On March 24, 2013, W4 service between Deanwood station and Capital Plaza Mall via Craftsman Circle and Prince George's Hospital was discontinued due to low ridership and to improve on time performance. Alternative service was provided by routes A12, routes F1, F2, F8, F13, R11, R12, V7, V8, V14, and V15. There was no alternative service to Craftmans Circle however.

In 2019 as part of WMATA's FY2021 budget, it was proposed to reroute the W4 to Fort Drum and D.C. Village in order to discontinue the A4 and W5, Service to Anacostia station would be discontinued with alternative service will be provided on routes A2, A6, A7, A8, A9, and W2. Fort Drum and DC Village residents would lose direct service to Anacostia station if the proposal goes through.

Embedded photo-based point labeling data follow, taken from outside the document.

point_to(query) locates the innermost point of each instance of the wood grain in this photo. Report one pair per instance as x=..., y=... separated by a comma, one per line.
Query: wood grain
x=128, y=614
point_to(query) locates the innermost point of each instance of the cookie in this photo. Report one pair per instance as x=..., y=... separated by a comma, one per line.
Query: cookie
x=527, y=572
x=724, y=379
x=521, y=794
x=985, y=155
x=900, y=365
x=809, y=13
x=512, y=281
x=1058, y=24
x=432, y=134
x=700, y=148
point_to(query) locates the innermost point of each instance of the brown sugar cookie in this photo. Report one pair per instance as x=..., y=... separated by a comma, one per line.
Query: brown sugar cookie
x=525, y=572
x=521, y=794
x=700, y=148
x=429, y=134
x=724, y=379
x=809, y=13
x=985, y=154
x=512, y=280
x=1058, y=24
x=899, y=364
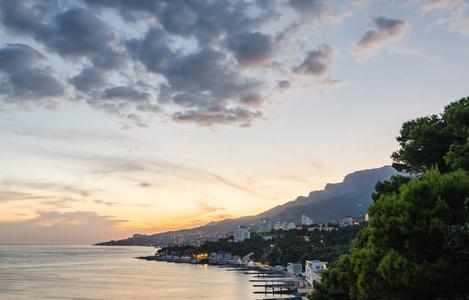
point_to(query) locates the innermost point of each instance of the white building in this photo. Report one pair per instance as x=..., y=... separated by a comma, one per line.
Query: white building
x=294, y=269
x=241, y=234
x=306, y=220
x=265, y=225
x=314, y=270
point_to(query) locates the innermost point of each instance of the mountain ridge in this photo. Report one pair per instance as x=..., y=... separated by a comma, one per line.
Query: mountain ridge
x=349, y=197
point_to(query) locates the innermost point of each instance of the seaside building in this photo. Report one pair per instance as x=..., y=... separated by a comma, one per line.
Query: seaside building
x=242, y=233
x=265, y=225
x=306, y=220
x=314, y=269
x=294, y=269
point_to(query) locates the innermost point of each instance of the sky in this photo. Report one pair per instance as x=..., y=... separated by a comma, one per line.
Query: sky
x=120, y=117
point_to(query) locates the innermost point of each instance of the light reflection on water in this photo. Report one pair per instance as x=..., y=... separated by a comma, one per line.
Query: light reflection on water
x=93, y=272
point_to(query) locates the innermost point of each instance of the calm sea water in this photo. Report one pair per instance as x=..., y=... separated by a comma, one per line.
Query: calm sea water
x=93, y=272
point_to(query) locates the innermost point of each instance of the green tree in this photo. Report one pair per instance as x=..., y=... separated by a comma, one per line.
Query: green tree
x=440, y=141
x=405, y=254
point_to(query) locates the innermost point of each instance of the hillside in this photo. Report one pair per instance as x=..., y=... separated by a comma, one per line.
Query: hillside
x=349, y=197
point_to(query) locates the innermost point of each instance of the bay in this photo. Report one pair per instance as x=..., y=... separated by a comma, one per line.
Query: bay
x=100, y=272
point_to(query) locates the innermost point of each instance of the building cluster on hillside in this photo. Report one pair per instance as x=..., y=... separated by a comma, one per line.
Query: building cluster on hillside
x=241, y=233
x=306, y=220
x=313, y=270
x=348, y=221
x=284, y=226
x=265, y=225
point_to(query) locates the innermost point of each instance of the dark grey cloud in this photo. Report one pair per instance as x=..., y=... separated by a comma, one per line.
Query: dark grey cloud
x=251, y=49
x=222, y=116
x=283, y=85
x=125, y=92
x=312, y=9
x=30, y=82
x=19, y=56
x=89, y=79
x=316, y=62
x=386, y=29
x=23, y=76
x=333, y=82
x=190, y=62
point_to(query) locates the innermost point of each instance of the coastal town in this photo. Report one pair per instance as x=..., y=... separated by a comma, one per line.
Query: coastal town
x=271, y=274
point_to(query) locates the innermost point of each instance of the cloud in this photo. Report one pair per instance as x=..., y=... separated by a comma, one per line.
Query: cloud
x=251, y=49
x=317, y=62
x=107, y=203
x=332, y=82
x=9, y=196
x=218, y=116
x=283, y=85
x=455, y=12
x=24, y=77
x=206, y=208
x=52, y=227
x=386, y=30
x=197, y=62
x=312, y=9
x=433, y=4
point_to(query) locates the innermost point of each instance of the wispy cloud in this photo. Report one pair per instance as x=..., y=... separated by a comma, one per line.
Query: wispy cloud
x=385, y=30
x=81, y=227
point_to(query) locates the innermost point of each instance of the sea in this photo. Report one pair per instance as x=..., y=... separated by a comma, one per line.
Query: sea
x=103, y=272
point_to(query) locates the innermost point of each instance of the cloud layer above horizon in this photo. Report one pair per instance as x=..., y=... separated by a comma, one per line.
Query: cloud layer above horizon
x=160, y=114
x=202, y=62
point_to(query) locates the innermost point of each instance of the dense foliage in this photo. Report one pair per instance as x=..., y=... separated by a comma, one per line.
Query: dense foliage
x=417, y=244
x=435, y=141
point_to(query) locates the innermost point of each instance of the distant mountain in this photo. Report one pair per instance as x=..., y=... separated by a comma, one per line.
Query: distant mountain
x=352, y=196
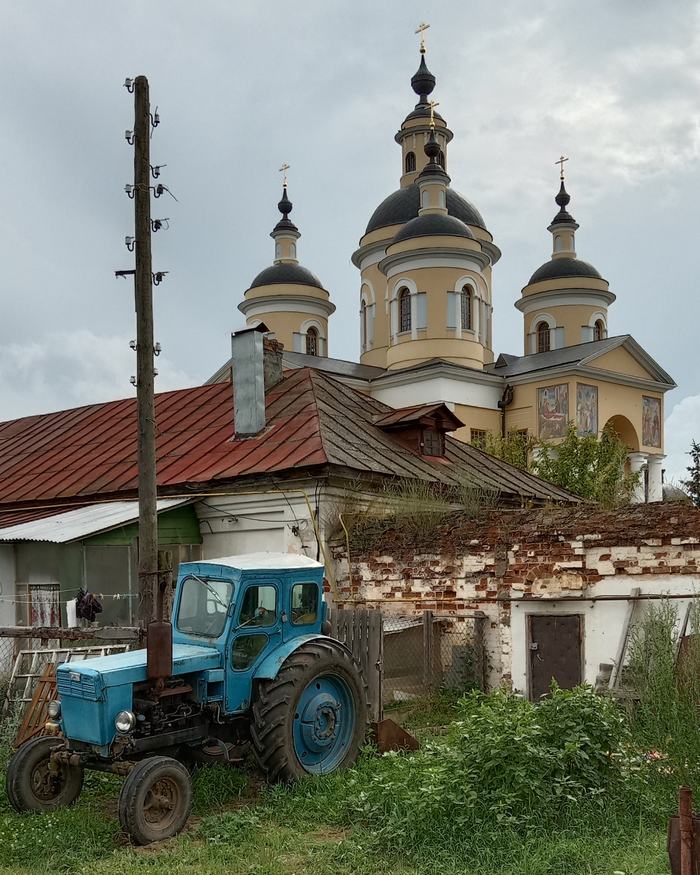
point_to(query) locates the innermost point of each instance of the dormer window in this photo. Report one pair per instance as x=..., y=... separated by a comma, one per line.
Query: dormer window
x=420, y=429
x=312, y=341
x=404, y=300
x=433, y=442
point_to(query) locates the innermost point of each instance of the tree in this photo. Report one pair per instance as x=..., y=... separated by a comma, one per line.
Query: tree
x=692, y=483
x=590, y=466
x=515, y=447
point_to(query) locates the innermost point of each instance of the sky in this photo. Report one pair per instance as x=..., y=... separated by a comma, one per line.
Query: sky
x=324, y=85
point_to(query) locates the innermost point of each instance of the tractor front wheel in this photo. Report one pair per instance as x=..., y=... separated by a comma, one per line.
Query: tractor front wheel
x=34, y=783
x=155, y=800
x=311, y=718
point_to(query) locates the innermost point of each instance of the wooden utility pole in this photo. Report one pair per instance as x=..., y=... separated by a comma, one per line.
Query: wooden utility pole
x=143, y=289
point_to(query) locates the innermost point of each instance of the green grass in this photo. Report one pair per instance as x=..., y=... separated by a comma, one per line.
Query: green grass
x=404, y=814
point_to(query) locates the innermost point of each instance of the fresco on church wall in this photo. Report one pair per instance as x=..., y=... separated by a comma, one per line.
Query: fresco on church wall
x=651, y=421
x=586, y=409
x=553, y=411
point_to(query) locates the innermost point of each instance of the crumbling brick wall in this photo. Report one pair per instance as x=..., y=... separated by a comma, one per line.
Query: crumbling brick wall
x=509, y=559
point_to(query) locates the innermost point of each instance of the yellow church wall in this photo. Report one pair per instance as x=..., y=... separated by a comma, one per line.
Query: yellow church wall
x=621, y=362
x=571, y=317
x=613, y=400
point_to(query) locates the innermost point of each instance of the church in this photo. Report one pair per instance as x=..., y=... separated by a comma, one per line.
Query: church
x=426, y=263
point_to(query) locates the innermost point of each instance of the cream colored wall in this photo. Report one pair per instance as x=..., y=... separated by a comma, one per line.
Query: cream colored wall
x=621, y=362
x=437, y=340
x=476, y=417
x=570, y=317
x=613, y=400
x=284, y=325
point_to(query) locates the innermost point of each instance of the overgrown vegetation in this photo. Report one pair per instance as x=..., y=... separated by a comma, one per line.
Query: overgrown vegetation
x=575, y=784
x=590, y=466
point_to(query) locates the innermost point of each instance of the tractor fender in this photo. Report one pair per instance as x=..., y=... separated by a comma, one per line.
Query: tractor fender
x=270, y=666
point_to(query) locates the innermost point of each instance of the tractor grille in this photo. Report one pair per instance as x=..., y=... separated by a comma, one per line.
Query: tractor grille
x=81, y=689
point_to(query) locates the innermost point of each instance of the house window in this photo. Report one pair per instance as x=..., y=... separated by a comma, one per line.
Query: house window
x=543, y=337
x=312, y=341
x=433, y=442
x=404, y=310
x=466, y=308
x=478, y=438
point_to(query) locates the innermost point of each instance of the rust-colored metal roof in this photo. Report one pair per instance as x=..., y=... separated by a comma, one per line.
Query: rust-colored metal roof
x=89, y=452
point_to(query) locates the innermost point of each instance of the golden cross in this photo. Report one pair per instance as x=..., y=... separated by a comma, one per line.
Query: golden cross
x=432, y=105
x=421, y=29
x=560, y=162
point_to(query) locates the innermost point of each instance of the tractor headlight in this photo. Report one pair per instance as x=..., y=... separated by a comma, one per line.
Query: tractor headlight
x=125, y=721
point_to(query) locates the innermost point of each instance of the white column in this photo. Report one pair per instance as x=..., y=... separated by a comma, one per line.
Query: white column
x=637, y=462
x=656, y=488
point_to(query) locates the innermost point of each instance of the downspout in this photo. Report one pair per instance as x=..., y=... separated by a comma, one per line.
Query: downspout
x=506, y=400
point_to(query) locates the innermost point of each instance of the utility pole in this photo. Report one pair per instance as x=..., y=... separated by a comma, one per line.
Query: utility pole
x=143, y=291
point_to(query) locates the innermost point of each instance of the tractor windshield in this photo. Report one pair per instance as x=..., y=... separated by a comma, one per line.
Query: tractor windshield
x=203, y=606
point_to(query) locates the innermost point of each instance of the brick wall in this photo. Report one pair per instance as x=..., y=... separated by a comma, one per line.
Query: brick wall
x=508, y=560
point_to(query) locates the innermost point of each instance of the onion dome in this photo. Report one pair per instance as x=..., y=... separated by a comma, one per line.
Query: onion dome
x=562, y=200
x=564, y=267
x=285, y=207
x=433, y=225
x=423, y=81
x=402, y=205
x=286, y=273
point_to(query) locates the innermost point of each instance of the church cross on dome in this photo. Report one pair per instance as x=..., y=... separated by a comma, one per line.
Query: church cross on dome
x=421, y=29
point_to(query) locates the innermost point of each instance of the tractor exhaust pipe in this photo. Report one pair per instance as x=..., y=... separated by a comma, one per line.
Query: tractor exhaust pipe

However WMATA later backed out the proposal on March 31, 2020.

During the COVID-19 pandemic, Route W4 was reduced to operate on its Saturday supplemental schedule during the weekdays beginning on March 16, 2020. On March 18, 2020, the line was further reduced to operate on its Sunday schedule. Weekend service was later further reduce to operate every 30 minutes on March 21, 2020. Regular service was restored on August 23, 2020.

In February 2021 during the FY2022 budget, WMATA brought back the W4 reroute to Fort Drum and D.C. Village to replace the A4 and W5 if WMATA does not get federal funding. However, the terminus would be changed to terminate at Minnesota Avenue station instead of Deanwood station. Service to Deanwood would be replaced by a modified Route 96 while a modified A8 would replace service to Anacostia station.

On September 5, 2021, W4 service was also increased to operate every 12 minutes daily between 7 a.m. to 9 p.m.

Incidents
 On October 20, 2011, 22-year-old Demetrius Thompson was shot in the face by two men on board a W4 bus near the intersection of 24th Street and Alabama Avenue SE. Thompson was later transported to a local hospital and later died.
 On May 14, 2021, an SUV collided with a W4 bus on Southern Avenue near Alton Street injuring 4 people.
 On October 18, 2022, a 42-year old woman was attacked by school kids and pushed off from a W4 bus in Southeast. Two people were later arrested.